Image Processing Helps Industrial Robots Process and Classify | Research & Technology

Automation technology developed at the Southwest Research Institute (SwRI) allows industrial robots to visually classify and perform tasks autonomously. The technology can be applied to grinding, painting, polishing, cleaning, welding, sealing and other industrial processes. According to SwRI’s R&D team, the solution increases process repeatability and decreases the need for rework, while reducing human exposure to hazardous environments.

The system uses machine learning algorithms developed at SwRI and classification software that works in conjunction with open source tools such as Scan-N-PlanMT and ROS 2, the latest version of the open-source robot operating system. Programming traditional robots can be slow and tedious, requiring an expert in the loop with knowledge of computer-aided design.

A robotic arm uses a 3D camera and machine vision software to dynamically scan and reconstruct contoured surfaces on aircraft parts. The robot uses 3D data to plan surface preparation paths with sanders, grinders and other power tools. SwRI leveraged Scan-N-Plan open sourceMT and ROS 2 software with custom algorithms, enabling intelligent image processing and classification with automated surface preparation. Courtesy of SwRI.

Scan-N-Plan, an ROS-Industrial technology, uses machine vision to digitize parts, creating 3D mesh data that robots use to plan tool paths and process paths while performing process monitoring in real time. The solution includes custom machine vision algorithms that allow robots to apply various media with varying pressure depending on the amount of surface work required. Feature-based processing is also enabled through additions that use semantic segmentation approaches to apply the right tool to the right feature – cutting versus sanding, for example.

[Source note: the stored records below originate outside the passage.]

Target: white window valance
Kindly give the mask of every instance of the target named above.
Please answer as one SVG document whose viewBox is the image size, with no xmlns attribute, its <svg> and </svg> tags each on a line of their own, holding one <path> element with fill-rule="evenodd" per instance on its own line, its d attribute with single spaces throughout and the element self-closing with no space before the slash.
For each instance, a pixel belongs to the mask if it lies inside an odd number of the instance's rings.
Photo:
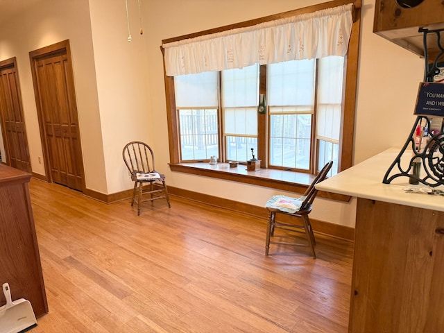
<svg viewBox="0 0 444 333">
<path fill-rule="evenodd" d="M 164 44 L 169 76 L 344 56 L 352 4 Z"/>
</svg>

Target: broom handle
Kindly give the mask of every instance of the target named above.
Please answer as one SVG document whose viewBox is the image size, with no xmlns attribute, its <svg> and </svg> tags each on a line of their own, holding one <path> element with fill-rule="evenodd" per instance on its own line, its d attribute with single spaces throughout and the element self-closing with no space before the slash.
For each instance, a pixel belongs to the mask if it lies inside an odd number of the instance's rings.
<svg viewBox="0 0 444 333">
<path fill-rule="evenodd" d="M 8 308 L 12 305 L 12 299 L 11 298 L 11 291 L 8 282 L 3 284 L 3 293 L 5 294 L 5 298 L 6 298 L 6 308 Z"/>
</svg>

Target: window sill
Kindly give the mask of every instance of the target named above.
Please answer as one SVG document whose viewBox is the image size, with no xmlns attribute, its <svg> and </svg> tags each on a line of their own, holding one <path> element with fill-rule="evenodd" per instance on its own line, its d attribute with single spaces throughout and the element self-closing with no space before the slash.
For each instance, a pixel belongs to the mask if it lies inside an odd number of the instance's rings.
<svg viewBox="0 0 444 333">
<path fill-rule="evenodd" d="M 172 171 L 244 182 L 298 194 L 303 194 L 314 178 L 314 176 L 309 173 L 273 169 L 261 169 L 256 171 L 248 171 L 246 165 L 239 164 L 235 168 L 230 168 L 228 163 L 170 164 L 169 167 Z M 343 202 L 348 202 L 350 199 L 349 196 L 323 191 L 318 193 L 318 196 Z"/>
</svg>

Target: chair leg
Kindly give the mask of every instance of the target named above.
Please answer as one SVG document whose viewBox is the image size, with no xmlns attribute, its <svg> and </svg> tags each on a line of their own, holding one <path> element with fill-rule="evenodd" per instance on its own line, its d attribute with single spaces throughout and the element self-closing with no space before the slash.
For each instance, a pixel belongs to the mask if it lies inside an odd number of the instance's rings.
<svg viewBox="0 0 444 333">
<path fill-rule="evenodd" d="M 162 182 L 164 185 L 164 191 L 165 192 L 165 198 L 166 199 L 166 203 L 168 203 L 168 207 L 171 208 L 171 205 L 169 203 L 169 196 L 168 195 L 168 189 L 166 188 L 166 184 L 165 183 L 164 180 Z"/>
<path fill-rule="evenodd" d="M 316 240 L 314 239 L 314 234 L 313 234 L 313 230 L 311 230 L 311 225 L 310 223 L 310 220 L 308 217 L 308 215 L 305 214 L 302 216 L 302 221 L 304 222 L 304 229 L 305 230 L 305 234 L 307 235 L 307 240 L 308 241 L 308 245 L 311 250 L 311 255 L 313 255 L 313 258 L 316 259 L 316 254 L 314 252 L 314 244 L 316 244 Z"/>
<path fill-rule="evenodd" d="M 131 200 L 131 207 L 134 205 L 134 198 L 136 197 L 136 191 L 137 190 L 137 182 L 134 182 L 134 189 L 133 189 L 133 200 Z"/>
<path fill-rule="evenodd" d="M 276 213 L 269 212 L 268 221 L 266 225 L 266 238 L 265 239 L 265 255 L 268 255 L 268 250 L 270 249 L 270 237 L 271 236 L 271 230 L 273 229 L 274 230 L 275 219 Z"/>
<path fill-rule="evenodd" d="M 137 216 L 140 215 L 140 205 L 142 203 L 142 184 L 140 183 L 139 185 L 139 200 L 137 200 Z"/>
</svg>

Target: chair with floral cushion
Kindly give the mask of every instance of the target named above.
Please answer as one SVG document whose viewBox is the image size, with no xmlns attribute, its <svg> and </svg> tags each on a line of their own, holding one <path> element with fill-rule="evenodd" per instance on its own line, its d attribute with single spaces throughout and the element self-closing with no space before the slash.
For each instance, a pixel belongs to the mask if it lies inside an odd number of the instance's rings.
<svg viewBox="0 0 444 333">
<path fill-rule="evenodd" d="M 268 221 L 265 240 L 265 255 L 268 255 L 270 244 L 274 244 L 308 246 L 310 248 L 313 257 L 316 257 L 314 251 L 316 239 L 308 215 L 311 212 L 313 201 L 318 193 L 315 185 L 327 178 L 332 165 L 333 162 L 330 161 L 324 166 L 302 196 L 293 198 L 286 196 L 274 196 L 267 201 L 266 207 L 268 211 Z M 282 221 L 276 221 L 278 214 L 282 218 Z M 293 220 L 295 223 L 292 222 Z M 298 221 L 302 221 L 302 223 L 296 223 Z M 282 229 L 289 232 L 275 235 L 275 229 Z M 297 239 L 294 239 L 293 232 L 305 234 L 307 242 L 300 243 Z M 289 238 L 292 241 L 290 241 Z"/>
<path fill-rule="evenodd" d="M 134 182 L 131 206 L 135 201 L 137 203 L 137 215 L 140 215 L 142 203 L 146 201 L 165 199 L 170 208 L 165 175 L 156 171 L 151 148 L 144 142 L 133 141 L 123 147 L 122 155 Z"/>
</svg>

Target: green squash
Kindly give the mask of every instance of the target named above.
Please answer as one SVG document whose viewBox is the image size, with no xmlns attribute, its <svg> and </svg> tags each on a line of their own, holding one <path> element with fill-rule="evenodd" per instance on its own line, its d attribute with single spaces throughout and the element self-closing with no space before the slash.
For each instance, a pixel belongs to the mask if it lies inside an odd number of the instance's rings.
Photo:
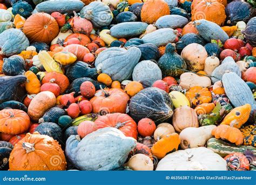
<svg viewBox="0 0 256 185">
<path fill-rule="evenodd" d="M 113 19 L 110 8 L 100 1 L 93 1 L 80 11 L 80 17 L 90 20 L 95 27 L 108 26 Z"/>
<path fill-rule="evenodd" d="M 170 97 L 165 91 L 157 87 L 144 88 L 132 97 L 129 108 L 135 121 L 147 118 L 157 124 L 168 121 L 173 113 Z"/>
<path fill-rule="evenodd" d="M 29 46 L 29 41 L 20 30 L 11 28 L 0 34 L 0 48 L 7 57 L 19 54 Z"/>
<path fill-rule="evenodd" d="M 187 65 L 183 59 L 175 52 L 175 44 L 168 44 L 164 54 L 158 61 L 163 77 L 179 77 L 186 70 Z"/>
<path fill-rule="evenodd" d="M 12 5 L 11 11 L 14 15 L 19 14 L 24 18 L 26 18 L 31 15 L 33 8 L 28 2 L 20 1 Z"/>
<path fill-rule="evenodd" d="M 84 170 L 110 170 L 121 167 L 137 141 L 113 127 L 99 129 L 79 141 L 71 135 L 65 153 L 76 167 Z M 91 154 L 95 154 L 93 156 Z"/>
<path fill-rule="evenodd" d="M 147 23 L 138 22 L 122 23 L 111 27 L 110 35 L 117 38 L 136 37 L 143 33 L 147 26 Z"/>
<path fill-rule="evenodd" d="M 101 52 L 95 60 L 95 66 L 102 73 L 107 74 L 113 81 L 131 79 L 132 70 L 138 64 L 142 52 L 136 47 L 128 50 L 110 47 Z"/>
</svg>

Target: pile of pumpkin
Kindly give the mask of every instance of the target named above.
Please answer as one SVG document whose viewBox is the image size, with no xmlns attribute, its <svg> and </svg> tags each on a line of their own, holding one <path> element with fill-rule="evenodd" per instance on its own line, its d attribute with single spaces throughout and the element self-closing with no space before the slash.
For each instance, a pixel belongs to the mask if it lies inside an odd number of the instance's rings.
<svg viewBox="0 0 256 185">
<path fill-rule="evenodd" d="M 253 0 L 0 0 L 0 169 L 255 169 Z"/>
</svg>

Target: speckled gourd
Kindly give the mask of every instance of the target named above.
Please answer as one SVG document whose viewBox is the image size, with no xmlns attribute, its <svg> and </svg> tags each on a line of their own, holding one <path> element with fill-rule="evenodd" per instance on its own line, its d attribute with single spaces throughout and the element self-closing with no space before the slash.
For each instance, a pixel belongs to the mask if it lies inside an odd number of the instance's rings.
<svg viewBox="0 0 256 185">
<path fill-rule="evenodd" d="M 95 60 L 95 66 L 102 73 L 107 74 L 113 81 L 130 79 L 132 70 L 140 58 L 142 52 L 136 47 L 128 50 L 110 47 L 102 52 Z"/>
</svg>

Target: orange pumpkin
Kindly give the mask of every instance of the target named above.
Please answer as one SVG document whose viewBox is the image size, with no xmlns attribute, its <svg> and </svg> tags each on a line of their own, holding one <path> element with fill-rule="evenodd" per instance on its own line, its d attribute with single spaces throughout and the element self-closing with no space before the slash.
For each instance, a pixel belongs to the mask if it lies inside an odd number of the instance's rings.
<svg viewBox="0 0 256 185">
<path fill-rule="evenodd" d="M 192 21 L 206 19 L 219 25 L 224 23 L 226 16 L 223 4 L 217 1 L 200 1 L 194 3 L 191 11 Z"/>
<path fill-rule="evenodd" d="M 153 24 L 167 15 L 170 15 L 170 8 L 164 0 L 147 0 L 142 6 L 140 17 L 142 22 Z"/>
<path fill-rule="evenodd" d="M 212 93 L 207 88 L 200 86 L 191 87 L 186 93 L 186 97 L 193 107 L 203 103 L 210 103 L 212 101 Z"/>
<path fill-rule="evenodd" d="M 69 39 L 76 38 L 80 42 L 80 44 L 86 46 L 88 44 L 91 43 L 91 40 L 86 35 L 82 33 L 72 33 L 68 36 L 64 40 L 64 43 L 68 42 Z"/>
<path fill-rule="evenodd" d="M 105 114 L 113 112 L 125 113 L 129 100 L 129 96 L 123 90 L 113 88 L 96 91 L 90 101 L 93 113 Z"/>
<path fill-rule="evenodd" d="M 77 56 L 77 60 L 80 61 L 83 61 L 85 54 L 90 53 L 89 50 L 85 46 L 83 46 L 82 45 L 75 44 L 66 46 L 64 47 L 63 51 L 72 53 Z"/>
<path fill-rule="evenodd" d="M 26 134 L 15 145 L 9 158 L 10 170 L 64 170 L 66 166 L 58 142 L 37 132 Z"/>
<path fill-rule="evenodd" d="M 182 35 L 190 33 L 198 34 L 198 31 L 196 28 L 196 25 L 193 24 L 193 22 L 187 23 L 182 29 Z"/>
<path fill-rule="evenodd" d="M 97 118 L 95 124 L 98 129 L 114 127 L 122 131 L 125 136 L 137 140 L 138 133 L 136 122 L 126 114 L 107 114 Z"/>
<path fill-rule="evenodd" d="M 36 13 L 24 24 L 23 32 L 31 42 L 50 43 L 59 33 L 59 25 L 55 19 L 45 13 Z"/>
<path fill-rule="evenodd" d="M 216 139 L 227 140 L 235 145 L 241 145 L 244 142 L 244 136 L 238 128 L 226 125 L 220 125 L 212 131 L 212 135 Z"/>
<path fill-rule="evenodd" d="M 59 87 L 60 87 L 60 94 L 64 93 L 69 86 L 69 80 L 68 77 L 63 74 L 56 72 L 47 73 L 42 80 L 42 84 L 49 82 L 58 85 Z"/>
<path fill-rule="evenodd" d="M 4 109 L 0 111 L 0 132 L 19 134 L 29 127 L 30 119 L 23 111 Z"/>
</svg>

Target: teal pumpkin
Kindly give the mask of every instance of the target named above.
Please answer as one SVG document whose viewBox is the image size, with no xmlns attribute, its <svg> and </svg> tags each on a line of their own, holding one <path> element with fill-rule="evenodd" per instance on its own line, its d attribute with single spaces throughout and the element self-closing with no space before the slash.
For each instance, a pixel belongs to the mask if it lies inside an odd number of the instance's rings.
<svg viewBox="0 0 256 185">
<path fill-rule="evenodd" d="M 175 44 L 168 44 L 165 48 L 164 54 L 158 61 L 163 73 L 163 77 L 171 76 L 179 77 L 184 72 L 187 65 L 183 59 L 175 52 Z"/>
<path fill-rule="evenodd" d="M 28 18 L 31 15 L 33 11 L 32 6 L 25 1 L 19 1 L 12 5 L 12 14 L 19 14 L 24 18 Z"/>
</svg>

The solution also addresses the need to perform different tasks at different stages of a process, or during different processes. The solution intelligently classifies regions and surface textures of parts at different stages of work, said Matt Robinson, robotics R&D manager at SwRI.

“These are breakthroughs that will help prevent robots from over-sanding or over-grinding metal surfaces,” added Paul Evans, director of SwRI’s manufacturing technology department.

SwRI showcased the technology in June at the Automate 2022 show in Detroit.